B-E-R-L-I-N: six lettres, deux syllabes, une réaction: son coeur se met à battre.
Hommage.
Berlin : je ne connaissais pas grand-chose sur cette ville dont je suis vite tombée amoureuse. Son histoire m’a passionnée : lieu de toutes les tragédies allemandes du XXème, de nombreux quartiers témoignent de son passé. Le feu de la Potsdamer Platz rappelle que cette place était le centre des Années Folles, les rares vieilles bâtisses laissent imaginer la période prussienne… Car Berlin paraît jeune, neuve, sans histoire avant la fin de la seconde guerre mondiale. Tout a été détruit : ne restent que les endroits connus (ici devait être le Bunker d’Hitler ; ici était situé le château prussien ; …). Le musée de l’histoire de l’Allemagne témoigne de ce passé, les films des Alliés montrent Berlin à nu, en ruines, à l’heure « Zéro » (« Stunde Null »). L’Unter den Linden n’est en fait qu’une reconstitution (de grands bâtiments blancs imposants) et ça se sent.

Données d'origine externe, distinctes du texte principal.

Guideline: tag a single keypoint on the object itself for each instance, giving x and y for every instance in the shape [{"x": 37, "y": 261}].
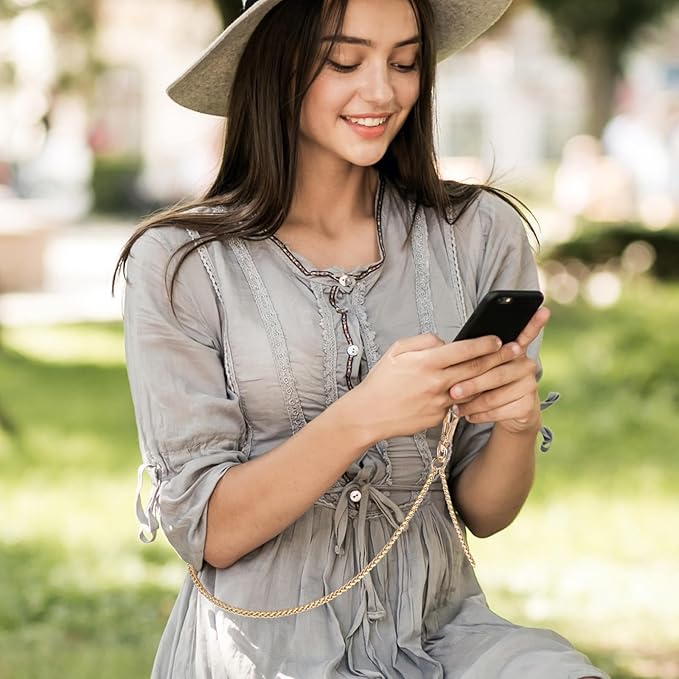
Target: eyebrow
[{"x": 351, "y": 40}]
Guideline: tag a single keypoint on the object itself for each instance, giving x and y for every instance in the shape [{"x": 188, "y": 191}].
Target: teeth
[{"x": 368, "y": 122}]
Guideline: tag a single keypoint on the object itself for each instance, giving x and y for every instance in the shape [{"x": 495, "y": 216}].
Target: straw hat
[{"x": 205, "y": 85}]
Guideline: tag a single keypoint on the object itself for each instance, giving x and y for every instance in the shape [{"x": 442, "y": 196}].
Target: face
[{"x": 368, "y": 86}]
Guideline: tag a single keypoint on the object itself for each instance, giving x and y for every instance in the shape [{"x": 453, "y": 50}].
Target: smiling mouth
[{"x": 367, "y": 122}]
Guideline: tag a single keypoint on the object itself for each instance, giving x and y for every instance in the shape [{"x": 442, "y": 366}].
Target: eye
[
  {"x": 341, "y": 68},
  {"x": 405, "y": 68}
]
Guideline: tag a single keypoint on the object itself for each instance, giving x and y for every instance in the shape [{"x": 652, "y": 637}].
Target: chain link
[{"x": 438, "y": 468}]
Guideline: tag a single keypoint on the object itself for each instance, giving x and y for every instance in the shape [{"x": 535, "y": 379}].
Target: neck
[{"x": 329, "y": 199}]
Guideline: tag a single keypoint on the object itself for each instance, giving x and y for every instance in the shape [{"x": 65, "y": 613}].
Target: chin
[{"x": 365, "y": 159}]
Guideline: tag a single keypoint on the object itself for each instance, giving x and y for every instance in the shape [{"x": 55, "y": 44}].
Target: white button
[{"x": 353, "y": 350}]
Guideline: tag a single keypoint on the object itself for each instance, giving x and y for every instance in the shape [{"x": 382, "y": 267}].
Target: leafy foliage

Mais avant toute chose, Berlin est le miroir de la partition de l’Allemagne : deux villes en une. Dix-sept ans après, cette division est toujours perceptible. Deux centre-ville (Zoologischer Garten et Alexander Platz), deux gares principales (Zoologischer Garten et Ostbahnhof), trois opéras (deux à l’Est, un à l’Ouest)… Deux villes séparées par une frontière naturelle : le grand parc de Tiergarten, qui amplifie la scission. Des bouts du mur sont encore visibles ici ou là. Cependant, ils se font rares : Berlin et l’Allemagne souhaitent tourner la page et aller de l’avant. En ce sens, la nouvelle grande gare Hauptbahnhof construite en 2006 est située entre les deux centres, non loin du nouveau quartier politique également très symbolique puisque les bâtiments engendrent les rives Ouest et Est de la Spree, ancienne frontière naturelle. La Potsdamer Platz témoigne de ce désir : un quartier high-tech avec de hauts building se dresse sur l’ancien No Man’s Land.
Berlin me semble osciller entre passé et avenir et c’est ce qui fait tout son charme. Les rues ont traversé les périodes sombres de l’histoire : l’actuel Ministère des Finances est situé dans un bâtiment hitlérien, étant par la suite le siège de « la maison des Ministères » (haute instance) sous la RDA. Le récent mémorial de la Shoah illustre également le désir de ne pas oublier, tout comme celui de se tourner vers demain grâce à son architecture « moderne ».
C’est donc dans une ville moderne, pleine de ressources, riche historiquement parlant que j’ai établi refuge. Toutefois, la fracture Est-Ouest est encore perceptible dans l’architecture communiste typique de l’Est et dans le bas coût de la vie (loyers, denrées,..) : pas étonnant que la plupart des étudiants s’installent à l’Est. Toutes les blessures ne sont pas refermées : le vent d’Ost-algie soufflant sur les « nouveaux Länder » se fait entendre à Berlin. Les jeunes ne se différencient plus (on est européen avant tout, puis allemand), mais je perçois tout de même une certaine fierté des jeunes originaires de RDA. Mes amitiés nouées ont permis de m’en rendre compte : ils n’ont pas vécu la même histoire, et considèrent la réunification comme une absorption de la RDA par la RFA plus que comme la création d’un nouvel Etat. Cela se ressent d’autant plus chez les « plus âgés » (grand-parents d’amis). D’ailleurs, à Berlin, on est fier d’avoir son Ampelmann (feu de signalisation routière différent et typique de l’Est), même si celui-ci est vite devenu objet de consommation touristique.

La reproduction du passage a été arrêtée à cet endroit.